The assessment, made at the group's recent annual meeting in this windy city, may act to tether rising expectations here. Speculation on the government's intentions on racial reform is rife now that the ruling National Party has just shed its most right-wing faction.
But comparing the government's record on race with its newer reformist-sounding pronouncements dispels any notion that the government is serious about reforming South Africa's apartheid system of racial separation, says Joyce Harris, Black Sash president.

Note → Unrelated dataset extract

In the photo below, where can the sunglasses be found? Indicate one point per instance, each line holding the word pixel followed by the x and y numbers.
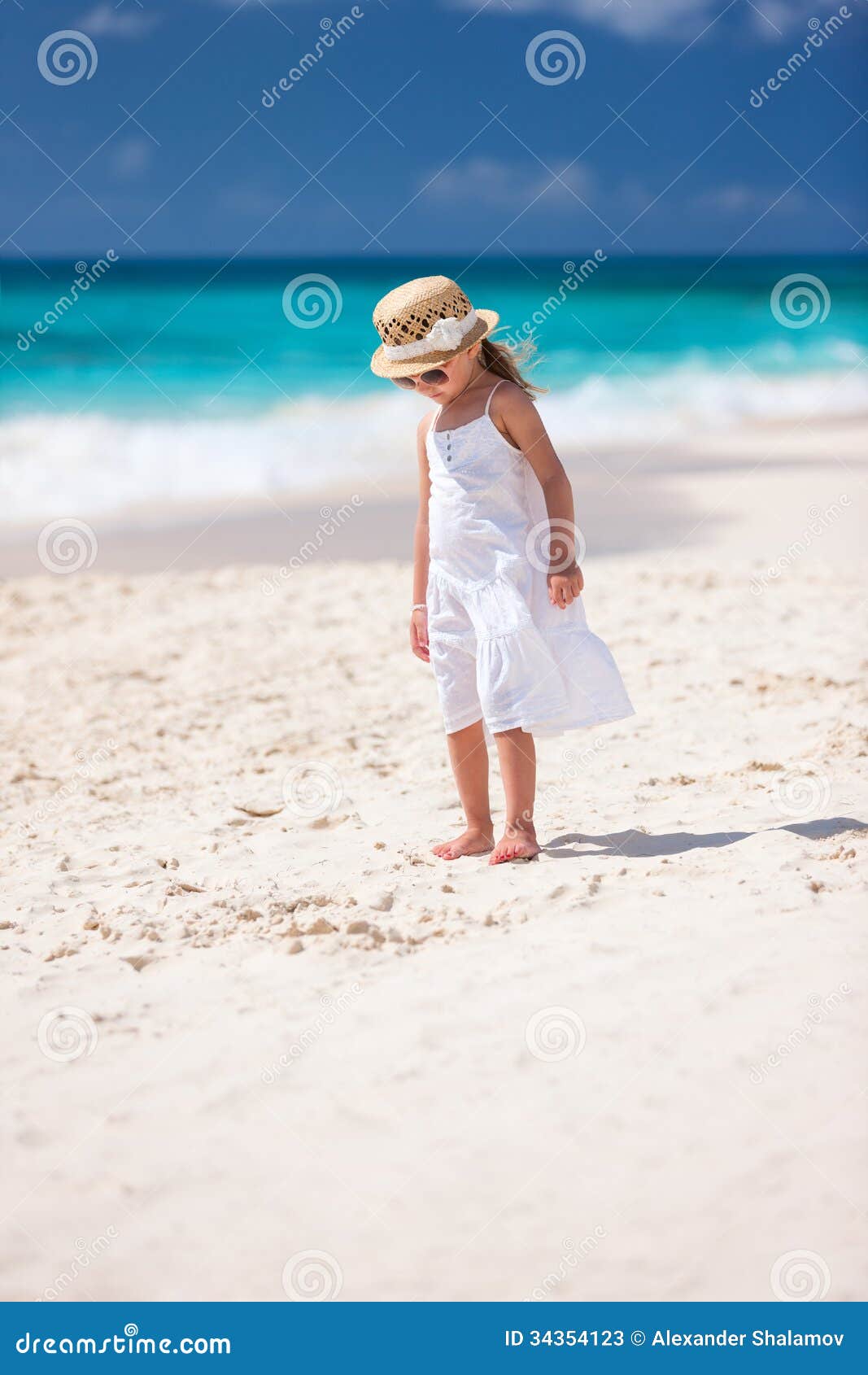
pixel 435 377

Surveying what she sees as the highlights of government activity over the past year, Mrs. Harris says, ''The direction is always the same, toward more and more restrictions and less and less freedom.''
Particularly disturbing to Mrs. Harris is what she sees as a growing tendency on the part of white South Africans to accept rhetorical lip service to reform by the government, while they ''close their eyes to the deeds.''
The deeds she finds disturbing over the past year:
* The government's homeland policy picked up speed when the tribal state of Ciskei became what Pretoria calls an independent homeland. It is the fourth such homeland.
Blacks, she notes, lose their South African citizenship when their state is designated as a homeland. With Ciskei's independence, the number of blacks losing South African citizenship rose to 9 million.
In Mrs. Harris's view, the homelands ''remain poor, nonviable, overcrowded, lacking in infrastructure, dumping grounds for the surplus people -- the old, the young, women . . . who are not needed in the white economy.''
Under government policy, all blacks are connected by language to so-called homelands, regardless of where they live. They become citizens of the new states.